Order of disposition, Family Court, Bronx County (Robert R. Reed, J.), entered on or about October 30, 2009, which adjudicated appellant a juvenile delinquent upon a fact-finding determination that he committed acts, which, if committed by an adult, would constitute the crimes of attempted robbery in the second and third degrees, attempted grand larceny in the fourth degree and jostling, and imposed a conditional discharge for a period of up to 12 months, affirmed, without costs.

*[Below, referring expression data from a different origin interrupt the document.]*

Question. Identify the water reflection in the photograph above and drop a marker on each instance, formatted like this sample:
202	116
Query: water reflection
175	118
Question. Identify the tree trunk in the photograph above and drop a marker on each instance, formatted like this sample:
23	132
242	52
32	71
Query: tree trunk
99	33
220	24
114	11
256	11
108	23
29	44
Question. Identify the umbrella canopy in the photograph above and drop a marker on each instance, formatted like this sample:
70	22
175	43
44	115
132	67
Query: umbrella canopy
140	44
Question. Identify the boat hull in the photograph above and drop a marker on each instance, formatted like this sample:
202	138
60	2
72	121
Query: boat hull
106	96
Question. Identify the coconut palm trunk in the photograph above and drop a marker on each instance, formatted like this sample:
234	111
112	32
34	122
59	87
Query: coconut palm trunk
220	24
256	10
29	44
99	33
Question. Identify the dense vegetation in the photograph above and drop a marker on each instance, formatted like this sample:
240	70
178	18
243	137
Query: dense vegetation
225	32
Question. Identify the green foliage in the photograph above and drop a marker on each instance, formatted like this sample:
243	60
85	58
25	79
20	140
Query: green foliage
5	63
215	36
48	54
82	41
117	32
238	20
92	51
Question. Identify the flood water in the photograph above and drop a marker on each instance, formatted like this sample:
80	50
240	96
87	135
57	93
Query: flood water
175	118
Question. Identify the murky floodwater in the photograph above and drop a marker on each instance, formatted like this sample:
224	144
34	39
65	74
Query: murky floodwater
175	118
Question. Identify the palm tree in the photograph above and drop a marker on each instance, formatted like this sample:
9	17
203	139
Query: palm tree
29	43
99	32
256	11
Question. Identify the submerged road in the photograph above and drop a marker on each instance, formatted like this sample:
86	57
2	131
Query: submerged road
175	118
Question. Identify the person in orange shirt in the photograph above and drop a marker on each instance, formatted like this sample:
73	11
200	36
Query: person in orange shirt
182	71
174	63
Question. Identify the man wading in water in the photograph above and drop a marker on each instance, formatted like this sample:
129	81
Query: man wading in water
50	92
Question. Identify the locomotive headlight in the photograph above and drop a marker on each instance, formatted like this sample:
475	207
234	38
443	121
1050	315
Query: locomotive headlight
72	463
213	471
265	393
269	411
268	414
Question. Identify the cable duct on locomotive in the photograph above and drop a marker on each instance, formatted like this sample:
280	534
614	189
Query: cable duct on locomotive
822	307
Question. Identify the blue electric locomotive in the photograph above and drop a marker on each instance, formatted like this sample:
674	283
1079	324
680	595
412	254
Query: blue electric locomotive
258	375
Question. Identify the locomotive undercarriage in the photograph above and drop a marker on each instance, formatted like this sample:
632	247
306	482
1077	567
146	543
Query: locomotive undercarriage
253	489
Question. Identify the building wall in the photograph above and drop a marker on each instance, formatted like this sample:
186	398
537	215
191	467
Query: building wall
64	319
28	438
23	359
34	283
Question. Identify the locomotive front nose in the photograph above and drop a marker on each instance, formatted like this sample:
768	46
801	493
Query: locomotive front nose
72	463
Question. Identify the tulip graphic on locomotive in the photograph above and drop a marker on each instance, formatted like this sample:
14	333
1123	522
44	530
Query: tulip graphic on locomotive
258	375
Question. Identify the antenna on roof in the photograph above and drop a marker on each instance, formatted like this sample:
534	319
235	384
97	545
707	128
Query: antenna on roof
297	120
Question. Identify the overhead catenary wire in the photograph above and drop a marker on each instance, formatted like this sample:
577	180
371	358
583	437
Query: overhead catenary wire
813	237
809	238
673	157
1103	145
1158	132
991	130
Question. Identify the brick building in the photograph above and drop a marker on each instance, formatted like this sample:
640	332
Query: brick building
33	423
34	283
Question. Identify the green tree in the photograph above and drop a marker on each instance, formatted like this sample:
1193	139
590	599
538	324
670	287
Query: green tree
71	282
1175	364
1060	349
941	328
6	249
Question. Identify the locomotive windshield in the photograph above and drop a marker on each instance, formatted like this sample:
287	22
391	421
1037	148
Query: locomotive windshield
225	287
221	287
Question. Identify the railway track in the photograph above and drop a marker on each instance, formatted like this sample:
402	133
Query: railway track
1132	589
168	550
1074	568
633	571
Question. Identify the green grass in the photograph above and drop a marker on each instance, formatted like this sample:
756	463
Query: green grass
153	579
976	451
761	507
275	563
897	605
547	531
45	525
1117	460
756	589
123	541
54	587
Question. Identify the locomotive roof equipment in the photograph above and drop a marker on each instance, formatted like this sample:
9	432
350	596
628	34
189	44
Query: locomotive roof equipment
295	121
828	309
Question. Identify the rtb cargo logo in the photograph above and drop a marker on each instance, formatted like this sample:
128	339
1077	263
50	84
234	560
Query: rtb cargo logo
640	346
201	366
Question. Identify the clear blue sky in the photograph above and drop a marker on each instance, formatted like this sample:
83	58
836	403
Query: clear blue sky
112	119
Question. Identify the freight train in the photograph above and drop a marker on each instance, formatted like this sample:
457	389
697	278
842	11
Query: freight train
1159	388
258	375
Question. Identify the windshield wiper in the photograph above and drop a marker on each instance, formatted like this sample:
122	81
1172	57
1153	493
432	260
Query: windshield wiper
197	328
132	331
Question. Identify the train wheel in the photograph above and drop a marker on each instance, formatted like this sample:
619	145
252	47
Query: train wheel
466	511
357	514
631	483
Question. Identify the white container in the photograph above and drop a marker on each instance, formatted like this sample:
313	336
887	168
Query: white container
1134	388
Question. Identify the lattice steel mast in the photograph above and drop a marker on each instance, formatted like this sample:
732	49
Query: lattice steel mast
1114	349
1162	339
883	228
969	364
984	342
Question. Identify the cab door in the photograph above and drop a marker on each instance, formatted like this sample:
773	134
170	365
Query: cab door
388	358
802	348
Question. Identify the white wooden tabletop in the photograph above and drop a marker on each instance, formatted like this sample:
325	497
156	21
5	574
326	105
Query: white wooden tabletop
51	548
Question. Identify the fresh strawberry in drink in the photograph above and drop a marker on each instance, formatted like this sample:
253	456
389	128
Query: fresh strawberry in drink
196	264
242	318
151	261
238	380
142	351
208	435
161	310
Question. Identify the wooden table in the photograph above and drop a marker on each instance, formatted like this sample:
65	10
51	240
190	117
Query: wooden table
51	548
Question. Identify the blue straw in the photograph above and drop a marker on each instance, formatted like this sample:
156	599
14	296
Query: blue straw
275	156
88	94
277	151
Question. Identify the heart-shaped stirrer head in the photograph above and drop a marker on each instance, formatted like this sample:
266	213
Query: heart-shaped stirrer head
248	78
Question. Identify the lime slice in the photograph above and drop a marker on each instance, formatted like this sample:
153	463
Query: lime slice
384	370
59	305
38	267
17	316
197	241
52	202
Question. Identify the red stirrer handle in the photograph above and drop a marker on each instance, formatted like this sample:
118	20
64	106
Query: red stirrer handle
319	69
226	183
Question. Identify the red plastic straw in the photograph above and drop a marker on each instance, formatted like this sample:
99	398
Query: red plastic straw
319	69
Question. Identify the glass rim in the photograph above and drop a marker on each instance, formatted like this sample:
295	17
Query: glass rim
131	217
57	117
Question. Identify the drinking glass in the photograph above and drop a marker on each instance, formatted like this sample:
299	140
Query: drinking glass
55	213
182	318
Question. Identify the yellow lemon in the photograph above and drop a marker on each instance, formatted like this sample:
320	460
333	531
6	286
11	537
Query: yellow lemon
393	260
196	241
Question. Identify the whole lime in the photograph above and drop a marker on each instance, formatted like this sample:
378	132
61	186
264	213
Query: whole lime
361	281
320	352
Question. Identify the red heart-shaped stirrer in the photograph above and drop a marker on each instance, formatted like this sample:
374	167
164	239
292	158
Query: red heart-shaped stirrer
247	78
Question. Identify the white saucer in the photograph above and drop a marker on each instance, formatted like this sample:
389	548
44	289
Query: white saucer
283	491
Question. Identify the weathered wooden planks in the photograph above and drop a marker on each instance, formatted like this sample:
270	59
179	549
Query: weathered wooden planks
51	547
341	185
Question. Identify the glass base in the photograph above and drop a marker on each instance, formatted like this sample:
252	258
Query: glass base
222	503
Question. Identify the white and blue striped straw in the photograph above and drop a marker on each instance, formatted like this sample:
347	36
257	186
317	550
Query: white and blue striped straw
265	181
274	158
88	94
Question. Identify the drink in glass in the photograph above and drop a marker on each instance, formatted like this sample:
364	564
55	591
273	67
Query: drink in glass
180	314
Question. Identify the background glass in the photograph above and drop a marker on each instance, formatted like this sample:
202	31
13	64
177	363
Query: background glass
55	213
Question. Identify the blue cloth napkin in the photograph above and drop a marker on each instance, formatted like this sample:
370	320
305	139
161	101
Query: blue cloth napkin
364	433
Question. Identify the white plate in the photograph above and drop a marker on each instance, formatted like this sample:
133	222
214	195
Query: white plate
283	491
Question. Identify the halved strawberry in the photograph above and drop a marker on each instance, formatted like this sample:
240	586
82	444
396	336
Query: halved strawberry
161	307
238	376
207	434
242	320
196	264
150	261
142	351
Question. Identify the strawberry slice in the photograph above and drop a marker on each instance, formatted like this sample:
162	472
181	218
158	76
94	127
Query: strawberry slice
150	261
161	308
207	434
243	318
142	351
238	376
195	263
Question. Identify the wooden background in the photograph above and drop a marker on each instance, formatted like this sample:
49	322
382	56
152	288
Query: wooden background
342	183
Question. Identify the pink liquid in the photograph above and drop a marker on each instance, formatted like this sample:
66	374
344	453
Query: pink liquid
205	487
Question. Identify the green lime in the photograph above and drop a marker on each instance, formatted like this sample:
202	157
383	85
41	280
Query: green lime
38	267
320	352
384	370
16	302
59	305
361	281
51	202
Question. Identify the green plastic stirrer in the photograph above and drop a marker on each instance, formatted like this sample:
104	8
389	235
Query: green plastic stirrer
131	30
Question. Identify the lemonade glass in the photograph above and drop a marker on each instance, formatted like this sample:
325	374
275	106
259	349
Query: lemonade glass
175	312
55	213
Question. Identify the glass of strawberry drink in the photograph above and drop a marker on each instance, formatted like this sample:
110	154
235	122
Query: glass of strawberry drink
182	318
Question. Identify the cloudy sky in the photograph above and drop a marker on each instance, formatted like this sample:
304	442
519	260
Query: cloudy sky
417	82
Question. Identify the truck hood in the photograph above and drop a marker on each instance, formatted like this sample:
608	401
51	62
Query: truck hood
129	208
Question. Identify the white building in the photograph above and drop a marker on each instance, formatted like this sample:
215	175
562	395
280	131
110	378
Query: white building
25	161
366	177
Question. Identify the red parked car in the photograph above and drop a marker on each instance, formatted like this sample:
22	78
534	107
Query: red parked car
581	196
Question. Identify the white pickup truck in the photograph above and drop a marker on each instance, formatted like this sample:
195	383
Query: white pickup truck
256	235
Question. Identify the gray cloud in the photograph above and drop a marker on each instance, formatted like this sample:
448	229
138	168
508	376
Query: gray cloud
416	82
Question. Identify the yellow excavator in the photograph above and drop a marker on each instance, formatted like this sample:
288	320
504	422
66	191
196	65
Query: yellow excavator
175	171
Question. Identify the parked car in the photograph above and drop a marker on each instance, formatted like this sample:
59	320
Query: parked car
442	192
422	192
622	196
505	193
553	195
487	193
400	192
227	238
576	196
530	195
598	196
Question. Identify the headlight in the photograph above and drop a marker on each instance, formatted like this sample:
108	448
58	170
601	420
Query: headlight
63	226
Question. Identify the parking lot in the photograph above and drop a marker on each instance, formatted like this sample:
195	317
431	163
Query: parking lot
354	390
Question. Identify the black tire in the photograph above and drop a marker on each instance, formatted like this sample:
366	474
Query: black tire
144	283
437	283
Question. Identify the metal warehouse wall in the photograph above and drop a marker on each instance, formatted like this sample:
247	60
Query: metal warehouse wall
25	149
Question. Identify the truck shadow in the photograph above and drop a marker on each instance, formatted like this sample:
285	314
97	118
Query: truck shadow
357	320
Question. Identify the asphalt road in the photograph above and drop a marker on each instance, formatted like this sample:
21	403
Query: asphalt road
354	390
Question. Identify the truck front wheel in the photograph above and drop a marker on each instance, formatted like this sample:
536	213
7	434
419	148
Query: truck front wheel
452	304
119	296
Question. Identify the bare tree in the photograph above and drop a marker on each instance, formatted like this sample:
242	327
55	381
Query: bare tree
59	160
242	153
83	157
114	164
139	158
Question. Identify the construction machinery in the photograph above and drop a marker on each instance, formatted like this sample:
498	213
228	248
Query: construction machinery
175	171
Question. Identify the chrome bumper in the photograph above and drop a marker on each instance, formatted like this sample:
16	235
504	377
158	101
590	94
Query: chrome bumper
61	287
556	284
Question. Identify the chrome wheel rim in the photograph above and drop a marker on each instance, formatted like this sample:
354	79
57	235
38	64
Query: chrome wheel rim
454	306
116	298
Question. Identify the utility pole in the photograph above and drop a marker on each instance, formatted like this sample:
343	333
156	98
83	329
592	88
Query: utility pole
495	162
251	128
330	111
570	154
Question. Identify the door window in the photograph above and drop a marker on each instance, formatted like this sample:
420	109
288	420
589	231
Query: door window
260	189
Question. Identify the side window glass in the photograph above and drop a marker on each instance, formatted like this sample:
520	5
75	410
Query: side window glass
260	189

The court’s finding was based on legally sufficient evidence and was not against the weight of the evidence (see People v Danielson, 9 NY3d 342, 348-349 [2007]). There is no basis for disturbing the court’s determinations concerning identification and credibility. The victim’s observations of appellant during the incident, as well as on other occasions, were sufficient to support the conclusion that the victim was able to make a reliable identification of appellant as the person who attempted to take his cell phone.
The evidence on which the finding is based shows that, on the day of the incident, the victim saw appellant staring at him as *469the victim took his cell phone out of his pocket in the school lunchroom. The victim then left the school. When he was about a block away from the school, appellant and two other young men approached him from behind and pushed him to the ground. Appellant began searching the victim’s pockets, demanding to know where the cell phone was. Appellant and his companions ran off when friends of the victim approached.
Contrary to the dissent, we do not believe that the offense appellant was found to have committed — an act for which he has expressed no remorse — was “the sort of minor first offense” for which an adjournment in contemplation of dismissal (ACD) would be appropriate. The inference from the record is inescapable that appellant’s act involved premeditation, planning and concerted action with confederates. In any event, as the dissent acknowledges, the propriety of an ACD is a point appellant failed to preserve, as no request for such disposition was made before the finding of delinquency. We note that the dissent’s quotation of the trial judge’s reasoning for rejecting the presentment agency’s request for 18 months’ probation does not demonstrate that an ACD was warranted here.
Appellant’s remaining contentions are unpreserved and we decline to review them in the interest of justice. Concur — Saxe, J.P., Friedman and Román, JJ.